Clin Res Cardiol (2023). https://doi.org/10.1007/s00392-023-02180-w

Transient delivery of modified mRNA hTERT reactivates telomerase activity and is a promising therapeutic candidate
J. L. Ye1, M. Juchem1, S. Chatterjee1, T. Thum1, C. Bär1, für die Studiengruppe: IMTTS
1Institut für Molekulare und Translationale Therapiestrategien, OE-8886, Medizinische Hochschule Hannover, Hannover;
Introduction: 
Telomere attrition is an important hallmark of aging and is increased in various age-related diseases such as cardiovascular diseases (CVDs).

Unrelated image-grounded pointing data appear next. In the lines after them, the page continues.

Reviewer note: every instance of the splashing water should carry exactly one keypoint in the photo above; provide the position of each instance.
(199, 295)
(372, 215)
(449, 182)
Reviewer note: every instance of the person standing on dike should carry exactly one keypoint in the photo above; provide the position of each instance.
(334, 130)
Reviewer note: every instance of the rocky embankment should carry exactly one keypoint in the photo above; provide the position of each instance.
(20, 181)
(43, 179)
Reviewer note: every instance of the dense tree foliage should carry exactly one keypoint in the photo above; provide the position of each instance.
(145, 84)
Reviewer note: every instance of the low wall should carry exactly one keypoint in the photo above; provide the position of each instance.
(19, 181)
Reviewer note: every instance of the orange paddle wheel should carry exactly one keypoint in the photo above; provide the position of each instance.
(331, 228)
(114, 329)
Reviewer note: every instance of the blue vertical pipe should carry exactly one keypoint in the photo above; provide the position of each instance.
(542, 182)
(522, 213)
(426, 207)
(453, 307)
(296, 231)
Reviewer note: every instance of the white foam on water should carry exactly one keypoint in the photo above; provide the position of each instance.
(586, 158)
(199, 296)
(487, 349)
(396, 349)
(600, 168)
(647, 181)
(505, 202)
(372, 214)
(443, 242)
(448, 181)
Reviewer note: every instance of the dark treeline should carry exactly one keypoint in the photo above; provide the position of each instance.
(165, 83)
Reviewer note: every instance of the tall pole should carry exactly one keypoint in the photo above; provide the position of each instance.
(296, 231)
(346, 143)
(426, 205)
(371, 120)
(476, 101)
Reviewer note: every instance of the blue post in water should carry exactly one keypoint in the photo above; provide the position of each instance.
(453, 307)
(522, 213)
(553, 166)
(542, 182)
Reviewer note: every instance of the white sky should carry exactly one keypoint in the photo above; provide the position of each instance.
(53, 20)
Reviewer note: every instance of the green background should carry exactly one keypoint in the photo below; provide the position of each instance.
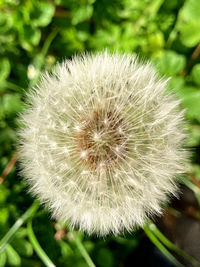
(36, 34)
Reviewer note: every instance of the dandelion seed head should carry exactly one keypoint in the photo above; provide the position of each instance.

Moreover, patients with telomerase haplo-insufficiency suffer a broad spectrum of fatal diseases summarized as the telomere syndromes, which are caused as a result of accelerated telomere attrition. The telomerase enzyme complex contains the telomerase reverse transcriptase (TERT) that is responsible for maintaining the telomere lengths. However, TERT is silenced after birth in somatic cells. In mouse models of myocardial infarction and aplastic anaemia, pharmacological activation or gene delivery of telomerase was reported to be beneficial. Currently, viral-based TERT gene therapy is most widely used for extending telomeres, providing constitutive expression after transduction. In contrast, the application of modified mRNA (modRNA) represents a faster way to transiently reactivate TERT, which can further replenish telomeres and hold off aging-associated deteriorations in somatic cells devoid of telomerase expression. ModRNA avoids the risk of insertional mutagenesis and one dose of modRNA TERT enables potential long-term therapeutic effects overcoming continuous treatment.

Methods and Results:
Before investigating the potential exogenous TERT therapy we produced optimized modRNA by in vitro transcription (IVT). The modRNA was subsequently optimized for TERT activation through precise modifications of multiple parameters such as the IVT template, 3’ UTR, 5’ UTR, polyA tail length, and nucleotide modification. We confirmed the successful production of high quality modRNA, which was then ultimately tested via transfection of the modRNA-TERT into various TERT-negative cell types (HUVEC, MRC-5).  The efficiency of modRNA-TERT was validated by performing qPCR to observe TERT expression and Telomeric Repeat Amplification Protocol (TRAP) to detect enhanced telomerase activity in modRNA-TERT treated cells. HUVEC and MRC-5 treated with modRNA-TERT revealed a dose-dependent increase of TERT expression (qPCR) and telomerase activity (TRAP). Moreover, this dose-dependent increase of TERT expression was proven in a translational model of human induced pluripotent stem-cell-derived cardiomyocytes (hiPSC-CMs).    

Conclusion:
Taken everything together, we have successfully proven that modRNA-TERT can be applied to different cell types, making it attractive as an efficient therapeutic strategy for various diseases like myocardial infarction, aplastic anaemia or idiopathic pulmonary fibrosis. To further test the safety of modRNA-TERT as a therapeutic strategy, pre-clinical cytotoxicity assessments will be performed. Subsequently, the modRNA-TERT will be tested in 3D ex-vivo model of living human precision tissue slices from the heart and lungs, as well as in 3D organoids.